Using the same calculations, the townhouse rent was £78.40 in 2009/10 and in 2019 this should have increased to £105.96 in line with inflation; despite this, townhouses are being priced at £131.60 per week – students being charged £25.64 above the rate of inflation, per week. Across the 40 weeks of the rental contract, this amounts to £1,025.60 above the rate of inflation.
This increase from the university further begs the question of why are rates being increased by a further one per cent?
In a paper released to The Tab Lancaster, the university’s Finance and General Purposes Committee discussed the increases on 23rd October, with the report stating: “The University strives to provide student accommodation that is of the highest standard that at least meets student quality expectations, but provided at an affordable rent level.”

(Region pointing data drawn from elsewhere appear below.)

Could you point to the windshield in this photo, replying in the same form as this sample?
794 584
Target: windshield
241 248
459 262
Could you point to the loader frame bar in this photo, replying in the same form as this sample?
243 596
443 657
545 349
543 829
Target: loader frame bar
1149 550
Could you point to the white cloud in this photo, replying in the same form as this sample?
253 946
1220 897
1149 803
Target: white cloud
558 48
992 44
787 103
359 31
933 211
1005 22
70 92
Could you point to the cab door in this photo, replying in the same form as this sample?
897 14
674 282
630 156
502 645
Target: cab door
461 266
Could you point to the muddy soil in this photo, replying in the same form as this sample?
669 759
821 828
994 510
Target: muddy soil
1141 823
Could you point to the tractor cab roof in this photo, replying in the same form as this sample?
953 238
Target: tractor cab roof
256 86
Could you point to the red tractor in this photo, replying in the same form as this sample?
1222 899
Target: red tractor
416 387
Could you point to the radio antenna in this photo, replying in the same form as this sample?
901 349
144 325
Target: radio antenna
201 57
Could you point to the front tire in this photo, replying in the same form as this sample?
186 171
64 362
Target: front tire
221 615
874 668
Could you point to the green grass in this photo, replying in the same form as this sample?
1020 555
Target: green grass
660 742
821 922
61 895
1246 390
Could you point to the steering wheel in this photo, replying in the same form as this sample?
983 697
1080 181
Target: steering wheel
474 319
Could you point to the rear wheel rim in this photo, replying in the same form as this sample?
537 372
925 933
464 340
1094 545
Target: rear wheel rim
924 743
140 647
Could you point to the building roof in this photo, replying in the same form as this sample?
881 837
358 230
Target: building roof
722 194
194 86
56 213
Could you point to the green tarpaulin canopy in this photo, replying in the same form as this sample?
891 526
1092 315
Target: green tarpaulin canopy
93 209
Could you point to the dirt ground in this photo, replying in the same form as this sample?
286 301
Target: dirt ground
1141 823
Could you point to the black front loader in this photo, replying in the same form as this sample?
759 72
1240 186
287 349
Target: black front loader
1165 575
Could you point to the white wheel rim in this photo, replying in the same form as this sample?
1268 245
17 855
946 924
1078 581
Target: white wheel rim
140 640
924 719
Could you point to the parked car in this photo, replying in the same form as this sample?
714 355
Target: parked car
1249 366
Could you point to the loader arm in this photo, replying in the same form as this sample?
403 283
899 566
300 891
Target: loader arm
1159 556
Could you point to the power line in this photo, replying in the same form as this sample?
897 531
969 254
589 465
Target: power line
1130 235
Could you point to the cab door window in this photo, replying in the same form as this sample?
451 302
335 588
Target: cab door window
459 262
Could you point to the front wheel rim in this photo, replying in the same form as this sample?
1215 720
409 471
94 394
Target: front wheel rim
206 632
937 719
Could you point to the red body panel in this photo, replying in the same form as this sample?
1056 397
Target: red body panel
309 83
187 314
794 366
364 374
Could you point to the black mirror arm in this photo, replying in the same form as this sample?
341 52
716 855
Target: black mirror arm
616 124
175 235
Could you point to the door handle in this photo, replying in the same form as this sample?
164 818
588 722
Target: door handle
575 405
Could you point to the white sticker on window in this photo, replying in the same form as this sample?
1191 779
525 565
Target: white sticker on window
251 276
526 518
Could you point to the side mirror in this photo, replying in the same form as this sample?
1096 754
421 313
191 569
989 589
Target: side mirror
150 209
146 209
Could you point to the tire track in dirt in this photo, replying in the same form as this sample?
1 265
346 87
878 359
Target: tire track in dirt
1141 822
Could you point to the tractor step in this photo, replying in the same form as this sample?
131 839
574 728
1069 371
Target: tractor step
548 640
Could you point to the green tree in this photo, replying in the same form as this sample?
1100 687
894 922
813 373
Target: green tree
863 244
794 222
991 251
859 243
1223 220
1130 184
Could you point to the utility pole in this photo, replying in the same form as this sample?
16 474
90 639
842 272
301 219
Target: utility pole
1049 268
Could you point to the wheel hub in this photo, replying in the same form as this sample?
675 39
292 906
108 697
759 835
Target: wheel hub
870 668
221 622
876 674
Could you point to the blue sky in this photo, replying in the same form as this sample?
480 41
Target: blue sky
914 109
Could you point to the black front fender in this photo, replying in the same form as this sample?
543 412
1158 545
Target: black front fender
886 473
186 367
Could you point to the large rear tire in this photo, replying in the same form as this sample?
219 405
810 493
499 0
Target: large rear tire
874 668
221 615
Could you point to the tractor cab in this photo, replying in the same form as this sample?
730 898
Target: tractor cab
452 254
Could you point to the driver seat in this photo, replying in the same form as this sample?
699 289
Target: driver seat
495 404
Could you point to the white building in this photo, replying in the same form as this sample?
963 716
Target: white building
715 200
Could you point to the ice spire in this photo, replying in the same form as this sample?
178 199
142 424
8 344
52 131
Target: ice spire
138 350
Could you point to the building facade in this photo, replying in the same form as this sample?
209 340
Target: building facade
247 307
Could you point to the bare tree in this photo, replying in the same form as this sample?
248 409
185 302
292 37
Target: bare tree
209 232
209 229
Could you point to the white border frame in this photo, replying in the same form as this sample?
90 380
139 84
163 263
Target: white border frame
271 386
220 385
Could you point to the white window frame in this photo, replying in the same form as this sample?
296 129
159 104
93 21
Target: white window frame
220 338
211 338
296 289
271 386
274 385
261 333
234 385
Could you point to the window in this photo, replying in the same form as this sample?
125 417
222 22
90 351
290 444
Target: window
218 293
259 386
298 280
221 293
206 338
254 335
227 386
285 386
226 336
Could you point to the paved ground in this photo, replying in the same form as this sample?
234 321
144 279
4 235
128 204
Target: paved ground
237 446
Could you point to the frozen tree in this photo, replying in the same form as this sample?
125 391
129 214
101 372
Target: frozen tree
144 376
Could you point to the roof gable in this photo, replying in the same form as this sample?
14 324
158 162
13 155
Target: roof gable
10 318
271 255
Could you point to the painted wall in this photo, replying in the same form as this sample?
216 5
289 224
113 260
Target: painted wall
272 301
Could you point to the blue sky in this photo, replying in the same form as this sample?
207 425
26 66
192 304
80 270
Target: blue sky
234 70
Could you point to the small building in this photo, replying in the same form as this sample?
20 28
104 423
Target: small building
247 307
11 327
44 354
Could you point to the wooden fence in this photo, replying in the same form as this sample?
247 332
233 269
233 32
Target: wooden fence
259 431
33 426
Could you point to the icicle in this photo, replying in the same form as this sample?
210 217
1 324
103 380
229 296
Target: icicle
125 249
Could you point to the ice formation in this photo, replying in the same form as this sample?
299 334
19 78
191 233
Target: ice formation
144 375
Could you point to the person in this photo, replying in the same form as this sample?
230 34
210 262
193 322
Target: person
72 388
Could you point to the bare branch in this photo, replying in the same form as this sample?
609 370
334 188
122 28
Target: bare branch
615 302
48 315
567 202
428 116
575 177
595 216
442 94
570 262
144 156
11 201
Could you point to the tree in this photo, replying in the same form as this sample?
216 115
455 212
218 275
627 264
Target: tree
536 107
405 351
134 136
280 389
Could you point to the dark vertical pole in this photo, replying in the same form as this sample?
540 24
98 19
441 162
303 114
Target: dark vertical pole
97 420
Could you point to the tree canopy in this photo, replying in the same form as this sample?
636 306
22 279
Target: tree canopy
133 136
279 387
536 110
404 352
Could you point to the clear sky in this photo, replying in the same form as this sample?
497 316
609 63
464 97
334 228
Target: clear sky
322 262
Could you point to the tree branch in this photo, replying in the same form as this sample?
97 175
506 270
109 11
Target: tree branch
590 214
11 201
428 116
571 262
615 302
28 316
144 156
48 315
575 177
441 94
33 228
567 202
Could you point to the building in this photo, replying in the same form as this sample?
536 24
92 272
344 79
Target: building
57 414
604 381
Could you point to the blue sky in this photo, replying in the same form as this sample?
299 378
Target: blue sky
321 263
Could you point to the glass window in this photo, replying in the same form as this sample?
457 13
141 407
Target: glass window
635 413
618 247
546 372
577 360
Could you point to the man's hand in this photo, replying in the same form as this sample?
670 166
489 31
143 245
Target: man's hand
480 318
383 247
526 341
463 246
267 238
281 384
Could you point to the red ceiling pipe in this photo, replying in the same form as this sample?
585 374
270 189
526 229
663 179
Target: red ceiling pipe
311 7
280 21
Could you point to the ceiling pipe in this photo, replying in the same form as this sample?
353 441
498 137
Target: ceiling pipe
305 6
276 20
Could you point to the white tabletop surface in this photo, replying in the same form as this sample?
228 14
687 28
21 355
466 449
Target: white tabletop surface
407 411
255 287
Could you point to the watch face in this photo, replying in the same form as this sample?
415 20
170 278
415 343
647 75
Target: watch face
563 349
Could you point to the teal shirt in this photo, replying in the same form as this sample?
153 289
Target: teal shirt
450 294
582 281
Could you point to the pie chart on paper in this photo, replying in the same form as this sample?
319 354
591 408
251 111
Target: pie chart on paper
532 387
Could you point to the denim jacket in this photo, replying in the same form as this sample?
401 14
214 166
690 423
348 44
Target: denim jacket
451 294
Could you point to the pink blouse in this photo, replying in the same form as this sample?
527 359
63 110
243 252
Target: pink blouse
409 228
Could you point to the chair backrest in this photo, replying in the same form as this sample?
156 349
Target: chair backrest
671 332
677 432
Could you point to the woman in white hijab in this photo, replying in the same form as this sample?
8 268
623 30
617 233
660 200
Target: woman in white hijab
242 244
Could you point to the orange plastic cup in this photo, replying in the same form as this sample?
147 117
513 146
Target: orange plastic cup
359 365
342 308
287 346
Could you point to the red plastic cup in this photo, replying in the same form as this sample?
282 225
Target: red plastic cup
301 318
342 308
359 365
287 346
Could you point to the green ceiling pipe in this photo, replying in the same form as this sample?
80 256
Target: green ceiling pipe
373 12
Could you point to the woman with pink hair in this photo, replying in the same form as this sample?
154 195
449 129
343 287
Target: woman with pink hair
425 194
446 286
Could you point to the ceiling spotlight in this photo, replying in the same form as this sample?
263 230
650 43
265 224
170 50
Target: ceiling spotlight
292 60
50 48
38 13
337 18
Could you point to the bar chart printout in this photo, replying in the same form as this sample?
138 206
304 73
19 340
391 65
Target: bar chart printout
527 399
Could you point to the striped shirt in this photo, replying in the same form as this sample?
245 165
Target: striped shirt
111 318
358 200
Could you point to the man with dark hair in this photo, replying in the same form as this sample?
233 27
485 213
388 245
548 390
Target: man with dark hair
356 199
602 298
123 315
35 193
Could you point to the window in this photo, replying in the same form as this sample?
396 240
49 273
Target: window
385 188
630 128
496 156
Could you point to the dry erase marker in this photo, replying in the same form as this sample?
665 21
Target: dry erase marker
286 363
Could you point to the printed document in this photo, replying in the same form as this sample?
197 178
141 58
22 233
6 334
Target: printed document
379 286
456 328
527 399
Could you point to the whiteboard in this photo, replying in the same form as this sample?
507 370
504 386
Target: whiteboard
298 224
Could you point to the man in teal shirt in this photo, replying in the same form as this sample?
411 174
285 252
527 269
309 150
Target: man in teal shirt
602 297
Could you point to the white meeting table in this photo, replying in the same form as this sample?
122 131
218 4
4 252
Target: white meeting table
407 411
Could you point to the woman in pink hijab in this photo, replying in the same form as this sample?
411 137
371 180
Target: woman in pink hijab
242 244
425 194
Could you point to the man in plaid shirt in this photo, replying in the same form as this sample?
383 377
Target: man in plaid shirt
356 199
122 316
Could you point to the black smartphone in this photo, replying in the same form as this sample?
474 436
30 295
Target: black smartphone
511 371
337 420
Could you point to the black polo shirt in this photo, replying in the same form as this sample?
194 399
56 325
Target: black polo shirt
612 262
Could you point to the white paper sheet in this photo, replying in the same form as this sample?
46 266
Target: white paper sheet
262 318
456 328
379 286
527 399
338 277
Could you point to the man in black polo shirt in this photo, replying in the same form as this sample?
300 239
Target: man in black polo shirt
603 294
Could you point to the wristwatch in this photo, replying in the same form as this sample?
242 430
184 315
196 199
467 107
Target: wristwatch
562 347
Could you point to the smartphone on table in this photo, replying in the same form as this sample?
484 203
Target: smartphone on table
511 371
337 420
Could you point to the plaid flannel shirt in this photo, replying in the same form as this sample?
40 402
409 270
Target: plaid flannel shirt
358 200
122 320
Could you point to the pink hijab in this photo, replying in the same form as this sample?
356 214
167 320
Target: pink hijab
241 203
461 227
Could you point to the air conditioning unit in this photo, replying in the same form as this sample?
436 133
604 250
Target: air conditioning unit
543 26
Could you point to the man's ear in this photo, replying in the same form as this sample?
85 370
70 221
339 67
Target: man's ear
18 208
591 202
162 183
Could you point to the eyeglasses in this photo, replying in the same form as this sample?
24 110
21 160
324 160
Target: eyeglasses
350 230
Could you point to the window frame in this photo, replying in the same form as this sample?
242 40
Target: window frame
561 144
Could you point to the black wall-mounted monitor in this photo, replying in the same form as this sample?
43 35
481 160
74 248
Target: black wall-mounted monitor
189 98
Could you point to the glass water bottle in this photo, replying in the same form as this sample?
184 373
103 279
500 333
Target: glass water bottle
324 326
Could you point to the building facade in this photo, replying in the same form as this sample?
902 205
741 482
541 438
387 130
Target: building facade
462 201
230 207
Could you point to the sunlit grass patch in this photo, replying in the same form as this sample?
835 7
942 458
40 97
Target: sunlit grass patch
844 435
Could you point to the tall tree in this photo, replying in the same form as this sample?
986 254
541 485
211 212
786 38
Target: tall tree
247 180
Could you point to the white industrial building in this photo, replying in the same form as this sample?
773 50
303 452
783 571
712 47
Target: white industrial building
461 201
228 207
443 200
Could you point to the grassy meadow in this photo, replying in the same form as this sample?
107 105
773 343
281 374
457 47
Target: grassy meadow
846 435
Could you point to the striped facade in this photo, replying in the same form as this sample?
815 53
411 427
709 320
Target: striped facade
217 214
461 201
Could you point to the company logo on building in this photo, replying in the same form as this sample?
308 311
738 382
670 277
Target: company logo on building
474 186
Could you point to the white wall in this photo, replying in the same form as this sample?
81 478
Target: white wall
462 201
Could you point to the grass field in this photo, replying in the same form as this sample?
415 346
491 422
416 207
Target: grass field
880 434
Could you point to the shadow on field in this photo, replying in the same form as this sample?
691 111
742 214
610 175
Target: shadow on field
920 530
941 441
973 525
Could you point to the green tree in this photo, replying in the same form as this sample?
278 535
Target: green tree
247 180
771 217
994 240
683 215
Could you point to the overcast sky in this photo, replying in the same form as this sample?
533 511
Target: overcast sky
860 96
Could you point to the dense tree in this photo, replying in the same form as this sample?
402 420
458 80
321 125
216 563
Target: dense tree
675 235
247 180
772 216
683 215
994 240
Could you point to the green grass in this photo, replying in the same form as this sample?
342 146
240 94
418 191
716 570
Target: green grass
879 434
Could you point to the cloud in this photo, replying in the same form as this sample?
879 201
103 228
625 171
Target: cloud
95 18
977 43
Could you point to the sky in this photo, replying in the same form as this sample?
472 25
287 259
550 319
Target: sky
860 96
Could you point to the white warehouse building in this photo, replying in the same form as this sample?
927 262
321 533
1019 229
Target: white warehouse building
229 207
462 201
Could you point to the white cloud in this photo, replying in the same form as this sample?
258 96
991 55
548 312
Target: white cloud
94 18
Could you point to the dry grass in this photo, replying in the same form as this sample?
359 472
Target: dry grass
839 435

According to The Money Charity, in 2017/18 the average student maintenance loan that was granted was £5,489. If this is the average loan given to students now, then the accommodation charges being set by Lancaster University for a townhouse, if charged in three equal instalments, would leave students with just £5.62 per each of those 40 weeks of the rental contract – the townhouse rent per year costing £5,264. For a standard with washbasin, over 40 weeks, students are charged £4,390.40 – which leaves students with £27.46 per week.
Students, on average, spend £100 per month on essential groceries, meaning that students living in a standard room with a washbasin would have a disposable income of less than £3 per week to spend from their maintenance loan after paying for essential food shopping.
Bearing in mind that many students receive less than the average loan, this would make university rental charges almost unaffordable without additional support from students having part-time work or familial financial support.
Lancaster University Students’ Union President, Oliver Robinson, said: “You’d think that in a pandemic and economic meltdown, the University might demonstrate some sort of awareness, but apparently not.
“A big thing was made about the SU needing to move at the same pace as the University over rents in Term Three last year, but that doesn’t seem to have really had any bearing on their mind when it came to ploughing ahead with increases in rent.
“This stands in stark contrast to the SU where the FTOs made the decision not to increase rents for LUSU Living. We did so with eyes open and aware of the cost of doing so, but we believed that that money was better off in the pockets of our members.
“It’s all very well having a student voice in the room, but if you’re just going to ignore it as per, then it really doesn’t matter.”
When contacted for comment, a Lancaster University spokesperson told The Tab Lancaster: “Rental increases at Lancaster University have fallen for the past few years. This latest rise of one per cent for the next academic year is the lowest for some time.
“We very carefully consider the need to be sustainable and to meet inflationary cost pressures in order to ensure high quality accommodation. The University’s costs continue to rise so rental increases enable us to maintain a high quality campus for students. We also benchmark regularly with other local providers so we are not out of line with other student accommodation providers.”